Thoughts and observations about the Penn State child sex abuse scandal:

• After ridding itself of a coach it had employed for decades when it learned that coach, Joe Paterno, has failed to provide adequate, minimal protection for young people in its sports facilities, Penn State claims it has wised up, will install corrective policies and programs, and change its internal culture of arrogant athletic hubris. Then again, it said the same thing after the departure of Rene Portland as the school's women's basketball coach after she and the school were sued for discriminating against lesbian student-athletes.

• Cars.com reportedly was one of the first of half a dozen or so advertisers to pull its spots from Penn State football games, beginning with last weekend's 17-14 loss to Nebraska: a game, incidentally, which ESPN said drew twice the number of expected television viewers. Guess advertisers really don't like the idea of their money either paying the pensions for the former PSU officials who were involved in the cover-up or to be used for the legal fees in the lawsuits that undoubtedly will start stacking up any day now.

• I love school spirit, but what the hell were those students doing when they were overturning cars and rioting after the firing of Paterno for his failure to act on the initial reports his former assistant coach Jerry Sandusky was having sex with a minor in the Penn State locker room showers? Talk about clueless.

• Some good will come out of this grim situation if it results in governments adopting appropriate laws and organizations adopting appropriate procedures to help ward off similar abuses in the future and accelerate their proper reporting. Pennsylvania law, for instance, until this year did not have a requirement that school employees report their criminal histories; and Second Mile, the program Sandusky founded to help at-risk youths and through which he is now accused of having acquired victims, has not required background checks on its employees.

But laws and background checks are in and of themselves not sufficient protection. Sandusky, for instance, had no criminal background and statistics show that most pedophiles do not have previous criminal records. Intelligence, alertness, and the willingness to ask questions and confront situations are the first and best line of defense.

• On the flip side, there will undoubtedly be a chilling effect on volunteerism if the Penn State scandal triggers a witch-hunt atmosphere. False accusations or misinterpretations of spontaneous emotional expressions can discourage the kind of selfless support needed to provide the volunteer sport services at-risk youth benefit from the most.

• Beyond the disgust and rage over the alleged sexual assaults themselves, I, like so many others, am incensed at the institutional and individual failures in Happy Valley.

You see a kid being raped in a shower, you shouldn't run off to tell someone else and make it their problem, or worry about what effect reporting the incident might have on your career. Damn it, you step in and stop it then and there. An instant waited is an instant too long. You get the kid to people who can take care of him and you get the cops to deal with the assailant. Period.

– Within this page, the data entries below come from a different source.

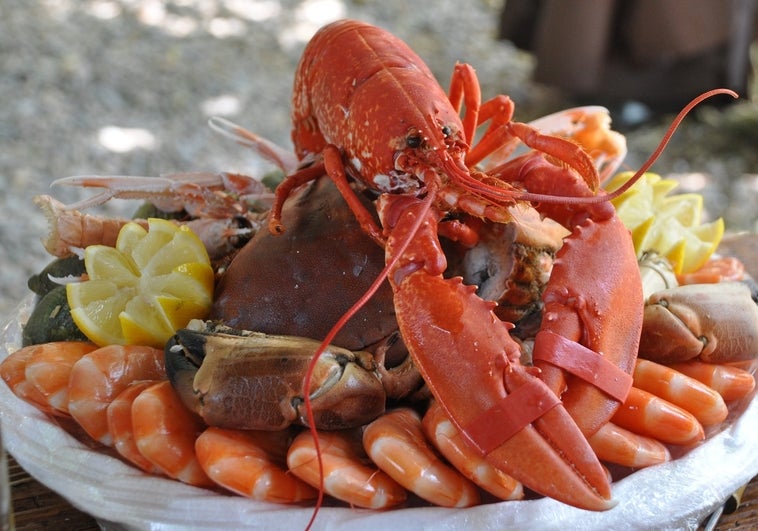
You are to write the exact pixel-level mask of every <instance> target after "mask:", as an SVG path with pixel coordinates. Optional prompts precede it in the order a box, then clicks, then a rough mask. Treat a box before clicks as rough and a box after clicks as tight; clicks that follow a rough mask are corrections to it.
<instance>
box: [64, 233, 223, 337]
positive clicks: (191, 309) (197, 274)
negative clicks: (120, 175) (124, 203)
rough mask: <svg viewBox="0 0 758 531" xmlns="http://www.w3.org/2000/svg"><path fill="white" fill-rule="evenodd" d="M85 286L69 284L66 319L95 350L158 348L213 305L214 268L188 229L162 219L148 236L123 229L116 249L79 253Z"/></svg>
mask: <svg viewBox="0 0 758 531" xmlns="http://www.w3.org/2000/svg"><path fill="white" fill-rule="evenodd" d="M84 265H85V268H86V269H87V275H88V276H89V280H87V281H84V282H78V283H72V284H68V285H67V287H66V294H67V297H68V303H69V306H70V307H71V317H72V318H73V320H74V322H75V323H76V325H77V326H78V327H79V328H80V330H81V331H82V332H83V333H84V334H85V335H86V336H87V337H88V338H89V339H90V340H91V341H93V342H94V343H96V344H97V345H100V346H105V345H122V344H141V345H150V346H154V347H158V348H162V347H163V345H164V344H165V343H166V341H167V340H168V339H169V338H170V337H171V336H172V335H173V334H174V333H175V332H176V330H177V329H179V328H183V327H184V326H186V324H187V323H188V322H189V321H190V320H191V319H202V318H204V317H205V316H206V315H207V314H208V311H209V310H210V307H211V303H212V300H213V269H212V268H211V265H210V260H209V258H208V253H207V251H206V250H205V246H204V245H203V243H202V242H201V241H200V239H199V238H198V237H197V236H196V235H195V234H193V233H192V231H190V230H189V229H188V228H187V227H184V226H178V225H175V224H173V223H171V222H170V221H166V220H161V219H150V220H148V229H147V230H146V229H144V228H143V227H141V226H140V225H138V224H136V223H127V224H126V225H124V227H123V228H122V229H121V231H120V232H119V236H118V239H117V241H116V247H115V248H114V247H108V246H105V245H91V246H89V247H87V248H86V249H85V251H84Z"/></svg>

An assistant tells you he saw something "disturbing" in the school showers involving a man and a child and you ask questions. You don't just pass the buck and plead ignorance later. And when the guy keeps showing up you keep asking questions.

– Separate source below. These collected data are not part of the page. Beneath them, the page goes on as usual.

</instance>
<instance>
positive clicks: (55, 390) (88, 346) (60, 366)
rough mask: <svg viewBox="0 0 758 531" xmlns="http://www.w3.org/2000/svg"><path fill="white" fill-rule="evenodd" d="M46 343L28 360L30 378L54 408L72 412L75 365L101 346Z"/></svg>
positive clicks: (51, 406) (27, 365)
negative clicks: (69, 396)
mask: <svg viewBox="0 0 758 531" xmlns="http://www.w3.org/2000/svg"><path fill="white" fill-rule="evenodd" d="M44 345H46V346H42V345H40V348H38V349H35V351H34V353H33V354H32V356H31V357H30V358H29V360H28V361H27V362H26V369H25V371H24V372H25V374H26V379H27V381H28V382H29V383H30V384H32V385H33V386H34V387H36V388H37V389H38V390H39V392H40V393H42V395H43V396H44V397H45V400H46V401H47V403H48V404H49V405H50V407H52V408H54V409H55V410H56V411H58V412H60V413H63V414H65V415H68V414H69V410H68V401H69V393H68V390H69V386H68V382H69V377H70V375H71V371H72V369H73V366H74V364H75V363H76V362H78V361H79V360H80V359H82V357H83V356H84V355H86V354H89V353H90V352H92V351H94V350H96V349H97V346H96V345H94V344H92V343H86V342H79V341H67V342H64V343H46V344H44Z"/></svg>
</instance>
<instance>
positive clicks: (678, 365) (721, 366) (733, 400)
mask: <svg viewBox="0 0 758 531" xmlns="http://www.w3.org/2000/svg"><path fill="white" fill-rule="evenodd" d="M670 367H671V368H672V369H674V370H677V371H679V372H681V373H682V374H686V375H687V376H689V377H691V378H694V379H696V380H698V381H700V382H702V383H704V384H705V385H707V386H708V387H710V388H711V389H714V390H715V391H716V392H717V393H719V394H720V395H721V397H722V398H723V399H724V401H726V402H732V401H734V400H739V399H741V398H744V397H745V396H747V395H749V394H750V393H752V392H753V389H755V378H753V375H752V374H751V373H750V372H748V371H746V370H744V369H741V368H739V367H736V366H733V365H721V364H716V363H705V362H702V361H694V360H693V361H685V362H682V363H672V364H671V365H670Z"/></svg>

If a coach tells you about an incident report, you don't try to bury it until the day a grand jury report comes out and accuses you of being a Nittany Liar: you bar the accused from your premises and set the legal inquiry in motion.

• If they were to make a movie about the Paterno era, they would create a portrait of the things that go so horribly wrong when a personality cult is allowed to overshadow the program it created and see itself as invulnerable to review.

In fact, I think I saw that movie the past weekend. It was called J. Edgar.